My arrival back at my house was heralded with cheers and shouts of, ‘Hello, Owlman,’ and suchlike. Everybody rushed up to my room and began to maul my poor birds in such a manner that I was surprised they survived. They had gone down well with my friends, but my main anxiety was the opinion of my House Master, Mr Hill.

He heard about them on his goodnight rounds. ‘Oh, sir, have you seen Franklin’s owls?’

‘What?’ came the reply. ‘He hasn’t got those things, has he?’ and immediately he strode up the stairs to my room.

I heard his steps coming down the passage and prepared for the worst. My door burst open.

‘Where are your owls?’ he asked quickly. I pointed gingerly at the innocent and unsuspecting owls.

‘Oh! Aren’t they sweet!’ he exclaimed and kneeling down he began to scrutinise them. After a short time he stood up.

‘May I get my wife and daughter to come and see them?’

‘Of course, sir.’

A quarter of an hour later I was left assured that there would be no complaints from M’Tutor and his wife; their hearts were won. I have had only encouragement and great interest from M’Tutor, although there have been some troublesome moments.

That night I fed them on the food provided by Susan: hare’s ear, horsemeat and pigeon feathers and halibut oil. I put them to bed on a cardboard sheet in their cage with no cover over the top. I went to bed confident that the owls and I would sleep the sleep of the exhausted.

But the owls had different plans for that night and their newfound master.
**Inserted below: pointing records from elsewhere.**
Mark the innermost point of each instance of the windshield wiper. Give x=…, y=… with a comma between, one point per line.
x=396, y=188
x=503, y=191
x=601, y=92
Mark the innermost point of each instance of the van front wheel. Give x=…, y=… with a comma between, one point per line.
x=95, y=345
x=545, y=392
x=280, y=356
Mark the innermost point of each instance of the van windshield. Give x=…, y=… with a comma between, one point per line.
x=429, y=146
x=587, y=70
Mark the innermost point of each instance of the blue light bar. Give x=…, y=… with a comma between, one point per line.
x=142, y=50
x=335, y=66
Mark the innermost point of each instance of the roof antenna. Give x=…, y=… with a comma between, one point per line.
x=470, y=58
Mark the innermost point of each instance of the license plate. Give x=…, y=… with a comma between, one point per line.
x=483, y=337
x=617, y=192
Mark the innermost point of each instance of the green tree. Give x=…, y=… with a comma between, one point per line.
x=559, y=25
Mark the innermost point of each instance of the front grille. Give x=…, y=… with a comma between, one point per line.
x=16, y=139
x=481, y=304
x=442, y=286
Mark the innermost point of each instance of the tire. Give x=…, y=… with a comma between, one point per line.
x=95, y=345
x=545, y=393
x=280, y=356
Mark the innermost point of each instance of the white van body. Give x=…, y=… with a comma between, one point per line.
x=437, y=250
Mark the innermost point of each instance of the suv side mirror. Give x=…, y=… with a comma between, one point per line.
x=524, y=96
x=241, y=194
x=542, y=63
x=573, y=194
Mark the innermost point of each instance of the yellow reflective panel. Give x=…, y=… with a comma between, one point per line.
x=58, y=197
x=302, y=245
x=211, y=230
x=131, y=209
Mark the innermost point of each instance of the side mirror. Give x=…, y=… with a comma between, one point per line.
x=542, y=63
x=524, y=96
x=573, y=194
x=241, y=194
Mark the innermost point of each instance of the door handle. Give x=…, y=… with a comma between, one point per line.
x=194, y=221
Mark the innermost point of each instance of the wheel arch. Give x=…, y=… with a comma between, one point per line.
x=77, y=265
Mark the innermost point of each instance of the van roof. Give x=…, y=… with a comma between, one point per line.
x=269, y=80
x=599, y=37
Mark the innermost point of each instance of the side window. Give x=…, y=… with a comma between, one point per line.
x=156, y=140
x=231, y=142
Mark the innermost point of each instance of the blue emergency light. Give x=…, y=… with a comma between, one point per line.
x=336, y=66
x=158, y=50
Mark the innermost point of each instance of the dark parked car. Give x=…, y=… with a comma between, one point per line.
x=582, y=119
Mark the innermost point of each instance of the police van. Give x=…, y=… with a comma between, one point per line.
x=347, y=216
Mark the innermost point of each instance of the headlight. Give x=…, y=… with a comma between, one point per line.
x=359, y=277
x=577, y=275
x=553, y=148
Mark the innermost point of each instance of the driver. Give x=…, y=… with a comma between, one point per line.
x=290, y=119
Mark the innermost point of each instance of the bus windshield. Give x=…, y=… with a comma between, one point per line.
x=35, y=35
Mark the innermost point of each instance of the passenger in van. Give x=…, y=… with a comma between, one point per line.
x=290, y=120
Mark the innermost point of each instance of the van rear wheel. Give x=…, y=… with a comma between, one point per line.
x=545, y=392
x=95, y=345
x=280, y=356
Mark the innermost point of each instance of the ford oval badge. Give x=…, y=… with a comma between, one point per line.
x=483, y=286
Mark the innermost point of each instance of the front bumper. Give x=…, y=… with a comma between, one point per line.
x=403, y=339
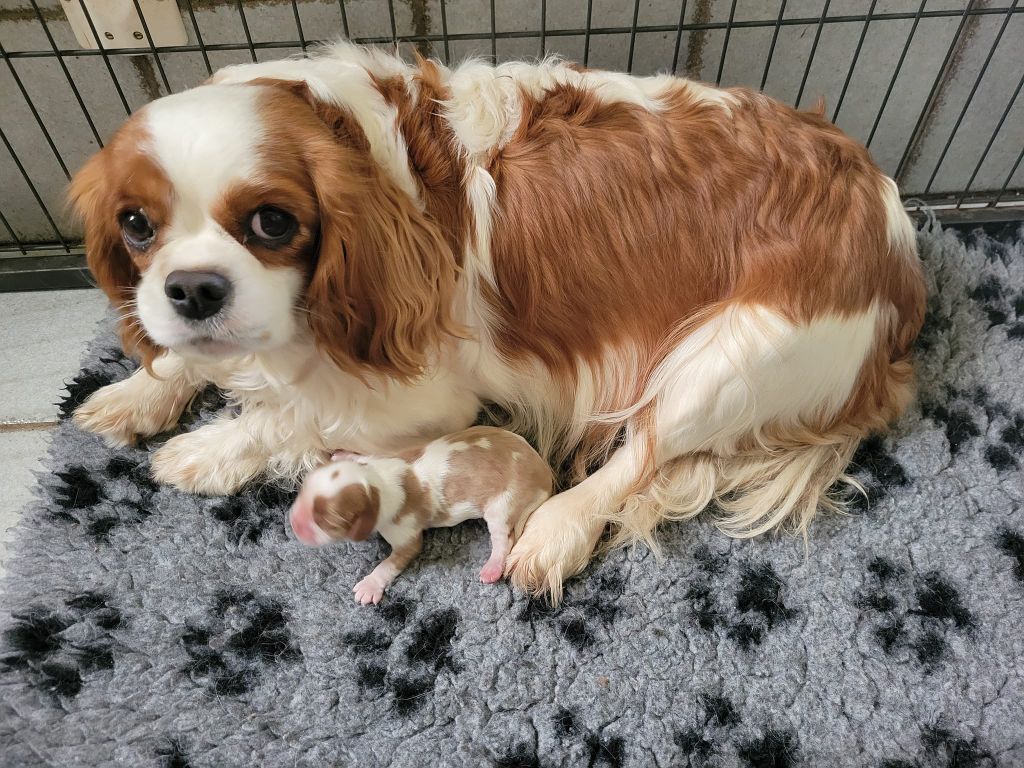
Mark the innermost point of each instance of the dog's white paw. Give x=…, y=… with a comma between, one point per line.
x=207, y=461
x=556, y=544
x=370, y=590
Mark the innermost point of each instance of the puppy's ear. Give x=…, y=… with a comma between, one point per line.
x=105, y=253
x=381, y=295
x=351, y=513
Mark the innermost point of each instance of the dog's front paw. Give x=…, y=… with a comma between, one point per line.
x=556, y=544
x=114, y=413
x=138, y=407
x=206, y=462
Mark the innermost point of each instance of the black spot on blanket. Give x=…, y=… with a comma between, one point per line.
x=244, y=637
x=431, y=641
x=1012, y=544
x=78, y=488
x=173, y=755
x=58, y=648
x=776, y=749
x=523, y=755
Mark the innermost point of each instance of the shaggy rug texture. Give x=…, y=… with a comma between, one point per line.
x=144, y=627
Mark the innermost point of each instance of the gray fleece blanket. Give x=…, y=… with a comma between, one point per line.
x=144, y=627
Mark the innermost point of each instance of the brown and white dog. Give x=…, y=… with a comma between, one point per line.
x=716, y=293
x=480, y=472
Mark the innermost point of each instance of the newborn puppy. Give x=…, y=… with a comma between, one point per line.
x=478, y=472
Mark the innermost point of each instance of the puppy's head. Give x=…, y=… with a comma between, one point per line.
x=232, y=217
x=339, y=501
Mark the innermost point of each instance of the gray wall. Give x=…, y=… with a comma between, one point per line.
x=699, y=56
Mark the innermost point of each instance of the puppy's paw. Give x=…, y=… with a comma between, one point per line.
x=205, y=462
x=493, y=570
x=370, y=590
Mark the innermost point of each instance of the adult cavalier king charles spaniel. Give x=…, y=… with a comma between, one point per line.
x=712, y=293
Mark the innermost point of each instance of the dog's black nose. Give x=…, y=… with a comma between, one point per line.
x=197, y=295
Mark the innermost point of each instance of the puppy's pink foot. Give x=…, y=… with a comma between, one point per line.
x=492, y=570
x=370, y=590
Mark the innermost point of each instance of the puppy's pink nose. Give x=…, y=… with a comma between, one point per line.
x=301, y=518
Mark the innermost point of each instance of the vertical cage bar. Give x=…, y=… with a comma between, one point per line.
x=933, y=92
x=199, y=37
x=35, y=192
x=895, y=77
x=394, y=27
x=853, y=61
x=970, y=96
x=810, y=56
x=991, y=140
x=13, y=236
x=771, y=48
x=586, y=37
x=153, y=47
x=35, y=113
x=633, y=36
x=679, y=37
x=67, y=72
x=298, y=26
x=725, y=43
x=1010, y=176
x=494, y=34
x=448, y=53
x=544, y=28
x=344, y=16
x=107, y=58
x=245, y=29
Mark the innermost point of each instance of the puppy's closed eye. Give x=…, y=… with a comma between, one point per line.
x=351, y=513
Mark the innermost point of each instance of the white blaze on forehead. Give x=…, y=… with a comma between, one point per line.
x=206, y=138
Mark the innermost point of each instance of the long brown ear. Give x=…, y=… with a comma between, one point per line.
x=105, y=253
x=381, y=296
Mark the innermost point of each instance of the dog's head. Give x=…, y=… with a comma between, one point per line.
x=226, y=219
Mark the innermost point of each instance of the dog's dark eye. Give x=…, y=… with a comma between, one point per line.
x=272, y=225
x=136, y=228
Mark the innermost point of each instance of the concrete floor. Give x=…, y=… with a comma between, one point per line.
x=42, y=338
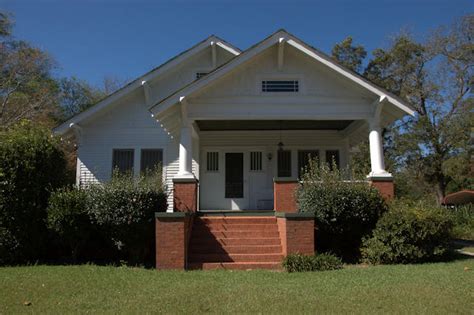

After an hour or so, at about eleven o’clock, they began to pace up and down, scratching the cardboard with their claws and creating a nerve-racking noise. Not content with this, one decided to peck the wire. Finding it gave out a pleasant noise, he immediately gave it violent tweaks. The other soon began merrily to accompany his brother. The noise was ear-shattering and sounded like an enormous out-of-tune double bass. I jumped out of bed and made the owls lie down. This had no effect. As soon as I was in bed the noises started up again, both twanging and scraping. I screamed some unprintable word and there was silence, this time for about fifteen minutes, at the end of which the awful twanging started again. For the next hour I shouted abuse at them at regular intervals and came to the conclusion that my owls were musical.

When finally sleep came, I was so content to have my owls at last with me that I gave no thought to the difficulties and also the great hilarities that would arise in my efforts to keep them alive over the following few weeks.